Mineral exploitation

“But we also said we welcome Chinese investments in India, particularly in mining equipment technologies,” he said. “We do realise it is a two-way process.”

At the mining congress, a number of Chinese analysts expressed concern that the rapid exploitation of mineral resources had enabled recent fast growth of the country's mining industry, but had left long-term challenges. In the first three quarters of this year alone, China has invested 2.6 trillion yuan ($410 billion) in the mining industry, a 28 per cent year-on-year increase. You Hua Jian of the China Land Resources Economic Institute said inadequate investment in research and development was a major barrier to exploiting the country's huge idle reserves.
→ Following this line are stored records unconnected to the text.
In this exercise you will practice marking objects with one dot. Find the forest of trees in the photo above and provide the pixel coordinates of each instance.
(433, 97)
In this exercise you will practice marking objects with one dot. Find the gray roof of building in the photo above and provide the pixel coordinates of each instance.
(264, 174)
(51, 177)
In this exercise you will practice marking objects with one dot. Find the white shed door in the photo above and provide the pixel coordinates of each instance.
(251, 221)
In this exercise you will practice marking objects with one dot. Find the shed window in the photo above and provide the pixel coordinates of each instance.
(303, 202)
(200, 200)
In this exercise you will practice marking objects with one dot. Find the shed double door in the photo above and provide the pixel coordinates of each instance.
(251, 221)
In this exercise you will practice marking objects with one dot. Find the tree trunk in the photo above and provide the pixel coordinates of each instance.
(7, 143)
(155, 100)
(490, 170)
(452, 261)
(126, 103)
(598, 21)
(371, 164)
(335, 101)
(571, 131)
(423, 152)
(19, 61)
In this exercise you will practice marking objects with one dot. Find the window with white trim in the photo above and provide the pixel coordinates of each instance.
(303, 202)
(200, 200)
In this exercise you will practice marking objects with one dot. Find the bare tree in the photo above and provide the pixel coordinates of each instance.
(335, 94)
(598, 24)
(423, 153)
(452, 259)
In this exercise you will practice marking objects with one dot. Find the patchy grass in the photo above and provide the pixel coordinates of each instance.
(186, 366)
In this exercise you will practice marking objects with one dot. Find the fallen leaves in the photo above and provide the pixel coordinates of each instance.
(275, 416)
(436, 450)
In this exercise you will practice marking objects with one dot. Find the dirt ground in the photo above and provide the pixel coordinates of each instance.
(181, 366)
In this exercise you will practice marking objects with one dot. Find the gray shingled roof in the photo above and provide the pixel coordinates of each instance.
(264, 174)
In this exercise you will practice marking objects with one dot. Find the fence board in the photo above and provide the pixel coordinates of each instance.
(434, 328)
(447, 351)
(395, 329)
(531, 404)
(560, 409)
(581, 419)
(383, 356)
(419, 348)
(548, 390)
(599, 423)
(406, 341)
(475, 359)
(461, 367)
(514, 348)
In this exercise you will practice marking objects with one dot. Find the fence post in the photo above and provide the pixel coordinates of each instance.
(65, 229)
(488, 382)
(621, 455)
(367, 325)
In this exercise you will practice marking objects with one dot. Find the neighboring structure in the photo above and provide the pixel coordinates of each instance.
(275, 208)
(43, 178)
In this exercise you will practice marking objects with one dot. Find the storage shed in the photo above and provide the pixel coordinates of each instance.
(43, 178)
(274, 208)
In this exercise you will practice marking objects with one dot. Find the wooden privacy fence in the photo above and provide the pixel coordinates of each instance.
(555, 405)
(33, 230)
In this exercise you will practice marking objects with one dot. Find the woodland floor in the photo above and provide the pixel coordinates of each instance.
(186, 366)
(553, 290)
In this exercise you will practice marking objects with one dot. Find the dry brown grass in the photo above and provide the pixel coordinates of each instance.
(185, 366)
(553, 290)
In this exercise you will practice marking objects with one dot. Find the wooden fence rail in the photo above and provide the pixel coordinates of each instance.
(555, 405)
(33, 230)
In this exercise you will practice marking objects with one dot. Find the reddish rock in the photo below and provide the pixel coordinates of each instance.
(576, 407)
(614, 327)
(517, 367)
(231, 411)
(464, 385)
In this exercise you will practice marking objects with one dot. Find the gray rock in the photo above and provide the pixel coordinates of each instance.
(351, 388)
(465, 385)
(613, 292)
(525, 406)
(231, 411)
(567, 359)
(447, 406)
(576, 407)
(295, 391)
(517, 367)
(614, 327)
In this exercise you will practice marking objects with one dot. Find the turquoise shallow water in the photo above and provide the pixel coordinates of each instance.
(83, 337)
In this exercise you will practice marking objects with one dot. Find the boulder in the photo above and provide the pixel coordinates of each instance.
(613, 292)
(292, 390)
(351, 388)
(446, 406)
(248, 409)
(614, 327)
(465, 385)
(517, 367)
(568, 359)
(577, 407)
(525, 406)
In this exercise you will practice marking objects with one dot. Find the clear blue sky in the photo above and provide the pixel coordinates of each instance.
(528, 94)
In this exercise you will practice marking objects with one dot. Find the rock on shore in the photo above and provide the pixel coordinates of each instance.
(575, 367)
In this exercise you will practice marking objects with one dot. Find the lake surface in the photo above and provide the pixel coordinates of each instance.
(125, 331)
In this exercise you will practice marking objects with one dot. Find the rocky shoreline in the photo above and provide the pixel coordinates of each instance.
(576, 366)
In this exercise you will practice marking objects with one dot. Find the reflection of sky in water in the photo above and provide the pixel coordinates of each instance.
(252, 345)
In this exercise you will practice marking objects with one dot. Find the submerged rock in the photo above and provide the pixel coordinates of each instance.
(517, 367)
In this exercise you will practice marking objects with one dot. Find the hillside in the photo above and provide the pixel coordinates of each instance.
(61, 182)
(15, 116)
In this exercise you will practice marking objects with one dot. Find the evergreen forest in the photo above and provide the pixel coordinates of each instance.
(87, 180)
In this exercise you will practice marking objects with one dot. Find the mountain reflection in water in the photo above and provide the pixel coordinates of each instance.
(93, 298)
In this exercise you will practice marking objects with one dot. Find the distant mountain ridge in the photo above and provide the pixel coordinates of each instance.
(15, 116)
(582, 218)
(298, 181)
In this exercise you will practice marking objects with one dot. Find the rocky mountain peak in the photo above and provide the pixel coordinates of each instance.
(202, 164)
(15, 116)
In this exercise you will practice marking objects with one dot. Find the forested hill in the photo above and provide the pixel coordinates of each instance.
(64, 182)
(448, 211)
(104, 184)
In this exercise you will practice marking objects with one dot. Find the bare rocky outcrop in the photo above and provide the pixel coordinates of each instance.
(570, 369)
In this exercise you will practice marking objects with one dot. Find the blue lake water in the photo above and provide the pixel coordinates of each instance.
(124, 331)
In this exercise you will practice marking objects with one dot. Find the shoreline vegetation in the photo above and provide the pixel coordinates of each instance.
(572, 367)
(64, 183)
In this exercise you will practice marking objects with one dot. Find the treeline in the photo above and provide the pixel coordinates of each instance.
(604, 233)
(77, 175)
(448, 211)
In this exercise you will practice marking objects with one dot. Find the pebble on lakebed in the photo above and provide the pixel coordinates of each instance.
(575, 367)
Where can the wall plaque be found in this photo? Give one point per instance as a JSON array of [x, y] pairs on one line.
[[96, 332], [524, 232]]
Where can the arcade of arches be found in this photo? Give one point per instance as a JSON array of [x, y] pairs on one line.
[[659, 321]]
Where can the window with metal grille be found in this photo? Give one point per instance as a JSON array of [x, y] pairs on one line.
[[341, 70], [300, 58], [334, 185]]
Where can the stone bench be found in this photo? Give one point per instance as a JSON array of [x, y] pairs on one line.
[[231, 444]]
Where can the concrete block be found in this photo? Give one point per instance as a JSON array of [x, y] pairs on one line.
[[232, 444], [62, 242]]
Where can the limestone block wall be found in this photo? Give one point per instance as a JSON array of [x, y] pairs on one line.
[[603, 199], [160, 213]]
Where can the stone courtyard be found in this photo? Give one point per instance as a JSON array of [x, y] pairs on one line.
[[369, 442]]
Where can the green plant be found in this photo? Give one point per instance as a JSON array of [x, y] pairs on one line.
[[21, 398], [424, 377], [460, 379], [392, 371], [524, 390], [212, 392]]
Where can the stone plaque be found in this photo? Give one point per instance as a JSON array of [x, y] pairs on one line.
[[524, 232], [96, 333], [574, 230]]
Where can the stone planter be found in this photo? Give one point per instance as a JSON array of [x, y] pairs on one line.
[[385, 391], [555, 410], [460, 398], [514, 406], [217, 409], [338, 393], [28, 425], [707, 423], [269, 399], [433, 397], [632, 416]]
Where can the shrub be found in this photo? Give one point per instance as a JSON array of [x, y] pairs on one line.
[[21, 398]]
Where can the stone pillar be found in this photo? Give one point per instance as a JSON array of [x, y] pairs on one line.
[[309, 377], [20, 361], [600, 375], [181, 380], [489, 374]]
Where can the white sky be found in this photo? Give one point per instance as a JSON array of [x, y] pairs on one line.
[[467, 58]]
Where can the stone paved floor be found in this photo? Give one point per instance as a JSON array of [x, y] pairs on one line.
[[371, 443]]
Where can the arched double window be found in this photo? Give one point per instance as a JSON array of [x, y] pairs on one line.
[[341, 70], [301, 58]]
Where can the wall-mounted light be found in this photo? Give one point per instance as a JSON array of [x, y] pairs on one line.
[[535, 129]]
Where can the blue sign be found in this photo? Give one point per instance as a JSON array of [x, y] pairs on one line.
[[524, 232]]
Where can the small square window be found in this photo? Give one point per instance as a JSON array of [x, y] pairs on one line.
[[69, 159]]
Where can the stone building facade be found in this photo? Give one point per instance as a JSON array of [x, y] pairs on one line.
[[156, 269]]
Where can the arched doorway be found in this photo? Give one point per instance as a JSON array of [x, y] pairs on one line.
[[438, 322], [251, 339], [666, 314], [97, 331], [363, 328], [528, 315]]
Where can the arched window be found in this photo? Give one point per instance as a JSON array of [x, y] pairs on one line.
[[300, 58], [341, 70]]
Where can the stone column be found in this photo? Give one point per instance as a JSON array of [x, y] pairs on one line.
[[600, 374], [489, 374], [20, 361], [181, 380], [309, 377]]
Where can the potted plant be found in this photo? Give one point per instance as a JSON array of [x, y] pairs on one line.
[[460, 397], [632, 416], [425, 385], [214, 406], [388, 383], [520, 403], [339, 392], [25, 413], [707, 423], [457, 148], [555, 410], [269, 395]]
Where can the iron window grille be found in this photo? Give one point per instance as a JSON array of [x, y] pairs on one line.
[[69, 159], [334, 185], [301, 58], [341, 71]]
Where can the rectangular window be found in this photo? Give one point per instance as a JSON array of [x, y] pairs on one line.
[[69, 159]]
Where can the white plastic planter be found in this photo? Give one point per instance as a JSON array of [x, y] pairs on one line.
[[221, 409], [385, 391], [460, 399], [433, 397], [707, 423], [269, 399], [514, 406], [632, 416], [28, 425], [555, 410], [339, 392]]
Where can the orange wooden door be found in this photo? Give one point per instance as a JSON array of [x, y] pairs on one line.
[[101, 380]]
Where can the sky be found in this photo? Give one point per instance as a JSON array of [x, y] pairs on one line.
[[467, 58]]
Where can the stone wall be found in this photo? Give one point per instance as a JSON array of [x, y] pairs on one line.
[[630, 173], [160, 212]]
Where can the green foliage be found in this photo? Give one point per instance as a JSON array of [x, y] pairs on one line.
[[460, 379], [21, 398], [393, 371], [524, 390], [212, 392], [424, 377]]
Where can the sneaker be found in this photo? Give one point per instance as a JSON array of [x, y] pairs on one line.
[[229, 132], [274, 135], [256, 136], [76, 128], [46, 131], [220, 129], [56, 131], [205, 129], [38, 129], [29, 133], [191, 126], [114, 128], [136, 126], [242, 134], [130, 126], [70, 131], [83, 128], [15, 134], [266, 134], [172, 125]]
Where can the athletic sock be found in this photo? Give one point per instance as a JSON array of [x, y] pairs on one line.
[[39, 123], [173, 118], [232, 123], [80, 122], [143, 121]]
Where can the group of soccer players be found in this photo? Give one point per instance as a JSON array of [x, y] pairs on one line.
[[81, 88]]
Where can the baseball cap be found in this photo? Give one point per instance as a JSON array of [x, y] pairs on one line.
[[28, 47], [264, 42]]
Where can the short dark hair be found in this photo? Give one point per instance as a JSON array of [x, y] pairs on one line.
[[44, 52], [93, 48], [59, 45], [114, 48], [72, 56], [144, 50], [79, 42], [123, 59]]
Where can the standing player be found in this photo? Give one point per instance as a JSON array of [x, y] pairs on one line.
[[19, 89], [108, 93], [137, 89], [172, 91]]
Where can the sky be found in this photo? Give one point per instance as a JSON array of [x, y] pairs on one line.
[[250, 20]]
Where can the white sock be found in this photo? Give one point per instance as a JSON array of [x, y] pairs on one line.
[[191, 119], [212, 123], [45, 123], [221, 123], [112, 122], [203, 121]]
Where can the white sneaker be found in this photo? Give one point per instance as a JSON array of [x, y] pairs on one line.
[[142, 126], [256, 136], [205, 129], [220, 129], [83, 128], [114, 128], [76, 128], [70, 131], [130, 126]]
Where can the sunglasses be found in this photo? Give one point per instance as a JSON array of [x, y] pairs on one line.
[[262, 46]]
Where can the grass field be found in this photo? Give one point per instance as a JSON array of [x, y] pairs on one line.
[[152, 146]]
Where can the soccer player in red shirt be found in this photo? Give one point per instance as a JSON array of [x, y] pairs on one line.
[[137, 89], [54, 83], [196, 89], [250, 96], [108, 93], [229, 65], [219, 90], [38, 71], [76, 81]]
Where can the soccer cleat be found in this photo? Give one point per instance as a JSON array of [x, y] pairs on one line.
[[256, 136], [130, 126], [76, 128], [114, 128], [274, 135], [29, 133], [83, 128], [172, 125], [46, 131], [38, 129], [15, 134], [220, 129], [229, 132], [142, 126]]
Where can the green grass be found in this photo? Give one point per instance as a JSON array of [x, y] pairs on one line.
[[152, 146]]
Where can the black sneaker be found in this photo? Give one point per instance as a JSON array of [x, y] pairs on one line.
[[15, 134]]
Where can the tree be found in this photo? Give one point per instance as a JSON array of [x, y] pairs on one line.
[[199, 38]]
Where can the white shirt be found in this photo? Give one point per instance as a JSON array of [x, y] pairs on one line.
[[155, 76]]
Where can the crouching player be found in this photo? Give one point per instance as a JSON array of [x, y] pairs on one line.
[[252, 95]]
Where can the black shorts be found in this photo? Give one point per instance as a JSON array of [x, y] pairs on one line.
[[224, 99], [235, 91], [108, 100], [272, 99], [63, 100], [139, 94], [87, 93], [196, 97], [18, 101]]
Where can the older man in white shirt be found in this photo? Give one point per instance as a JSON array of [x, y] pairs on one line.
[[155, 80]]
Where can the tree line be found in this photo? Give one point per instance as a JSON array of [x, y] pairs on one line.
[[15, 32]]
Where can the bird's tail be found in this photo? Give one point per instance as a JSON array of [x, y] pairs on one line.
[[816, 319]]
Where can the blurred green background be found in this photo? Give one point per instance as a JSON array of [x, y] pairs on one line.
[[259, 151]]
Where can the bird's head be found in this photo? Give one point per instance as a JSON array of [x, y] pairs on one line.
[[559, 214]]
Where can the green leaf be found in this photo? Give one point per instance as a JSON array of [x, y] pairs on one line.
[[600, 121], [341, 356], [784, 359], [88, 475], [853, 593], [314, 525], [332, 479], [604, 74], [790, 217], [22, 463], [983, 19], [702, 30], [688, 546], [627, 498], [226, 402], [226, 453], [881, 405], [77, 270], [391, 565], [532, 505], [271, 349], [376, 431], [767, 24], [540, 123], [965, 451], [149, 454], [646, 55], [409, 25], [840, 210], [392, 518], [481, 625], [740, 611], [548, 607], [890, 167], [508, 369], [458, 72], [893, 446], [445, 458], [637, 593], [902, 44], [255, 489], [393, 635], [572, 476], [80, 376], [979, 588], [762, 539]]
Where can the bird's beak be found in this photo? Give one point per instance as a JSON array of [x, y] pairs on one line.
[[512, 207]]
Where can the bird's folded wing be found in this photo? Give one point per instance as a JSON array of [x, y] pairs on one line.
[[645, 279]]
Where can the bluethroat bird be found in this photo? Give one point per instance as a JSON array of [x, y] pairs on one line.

Despite the demand for high capacity equipment, BEML is likely to face challenges in the competitive China market, both from newly-emerging domestic players and long-established foreign companies in the sector like Caterpillar and Japan's Komatsu. But Indian officials said its entry, to begin with, was a point of some satisfaction, particularly against the backdrop of a rising trade deficit with China — on track to exceed last year's record $20 billion figure — and a persisting failure to diversify exports beyond raw materials such as iron ore.

“One of our challenges is to bring into China value-added products to raise the level of our exports,” Indian Ambassador to China S. Jaishankar said. “And this is not always easy.”